On the other hand, he makes sure that when his family comes down to Egypt they are settled in an area where they can maintain their identity: You will dwell in the region of Goshen, where you will be near me — you and your children and your grandchildren, your flocks and herds, and all that is yours. (Genesis 45:10) In fact, it is all part of an elaborate plan he can implement because he is truly an insider in the pharaonic government:
Then Joseph said to his brothers and to his father's household, "I will go up and tell the news to Pharaoh, and say to him, 'My brothers and my father's household, who were in the land of Canaan, have come to me. The men are shepherds; they have always been breeders of livestock, and they have brought with them their flocks and herds and all that is theirs.' So when Pharaoh summons you and asks, 'What is your occupation?' you shall answer, 'Your servants have been breeders of livestock from the start until now, both we and our fathers' — so that you may stay in the region of Goshen. For all shepherds are abhorrent to Egyptians."Genesis 46:31-34
Our celebration of Chanukah illumines Joseph's plight; parashat Miketz is always read on Shabbat Chanukah. How ironic that this, the story of our entry into Egypt aided by a Hebrew with an Egyptian name, Egyptian garb and Egyptian power, is read at the time of year when we rejoice in our victory over a power that lured so many of ancestors into assimilation.
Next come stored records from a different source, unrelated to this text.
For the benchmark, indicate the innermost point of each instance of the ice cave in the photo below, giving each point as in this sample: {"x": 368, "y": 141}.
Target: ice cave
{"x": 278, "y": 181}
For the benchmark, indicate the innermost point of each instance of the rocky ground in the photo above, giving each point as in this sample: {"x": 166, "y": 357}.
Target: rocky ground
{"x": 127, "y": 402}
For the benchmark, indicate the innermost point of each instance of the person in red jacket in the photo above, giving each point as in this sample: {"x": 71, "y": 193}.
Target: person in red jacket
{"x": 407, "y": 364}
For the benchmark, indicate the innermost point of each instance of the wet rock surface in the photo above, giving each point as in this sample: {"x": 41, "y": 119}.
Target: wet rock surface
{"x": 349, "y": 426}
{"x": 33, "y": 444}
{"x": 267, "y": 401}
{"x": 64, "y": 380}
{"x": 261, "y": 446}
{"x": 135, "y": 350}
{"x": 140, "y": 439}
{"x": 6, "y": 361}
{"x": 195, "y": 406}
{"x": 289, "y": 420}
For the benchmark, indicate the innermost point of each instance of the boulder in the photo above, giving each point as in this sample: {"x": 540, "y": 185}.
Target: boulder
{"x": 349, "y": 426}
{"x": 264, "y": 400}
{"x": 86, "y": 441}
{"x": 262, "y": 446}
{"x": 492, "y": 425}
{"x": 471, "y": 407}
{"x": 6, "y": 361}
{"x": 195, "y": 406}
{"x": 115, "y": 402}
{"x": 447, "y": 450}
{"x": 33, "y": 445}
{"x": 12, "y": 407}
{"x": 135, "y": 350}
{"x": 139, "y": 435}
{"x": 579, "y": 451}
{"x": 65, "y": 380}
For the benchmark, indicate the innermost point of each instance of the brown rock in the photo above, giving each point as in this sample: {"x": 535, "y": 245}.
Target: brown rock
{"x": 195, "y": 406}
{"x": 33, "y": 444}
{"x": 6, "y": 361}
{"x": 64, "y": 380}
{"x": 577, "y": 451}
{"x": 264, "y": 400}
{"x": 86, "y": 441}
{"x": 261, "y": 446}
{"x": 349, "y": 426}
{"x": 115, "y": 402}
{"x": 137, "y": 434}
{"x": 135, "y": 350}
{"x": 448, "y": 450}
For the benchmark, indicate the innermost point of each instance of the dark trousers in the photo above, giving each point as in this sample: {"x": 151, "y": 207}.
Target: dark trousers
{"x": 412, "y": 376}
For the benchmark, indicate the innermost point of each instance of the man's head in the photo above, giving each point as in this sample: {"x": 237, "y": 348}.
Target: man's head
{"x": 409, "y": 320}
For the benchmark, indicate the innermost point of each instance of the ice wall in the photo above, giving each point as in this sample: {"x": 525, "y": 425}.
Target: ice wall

What can Joseph teach us about Chanukah? Joseph grew adept at surviving in the pharaonic world, but he was not of it. To a certain extent, it was probably a balancing act for him, as it was for Court Jews in other times and places. Interestingly, what Joseph learned in Egypt was that all he had came from God. He never recognized this in Canaan; he never stopped acknowledging it in Egypt. It was only when confronted with the challenges of life in Egypt that he fulfilled his destiny of ensuring Jewish survival and continuity. For Joseph outside pressures begat inner resolve. Two events from very different times, the story of Joseph and that of the Maccabees each teaches us that the greatest challenge to our continuity is not what the outside world has to offer but how we react to it.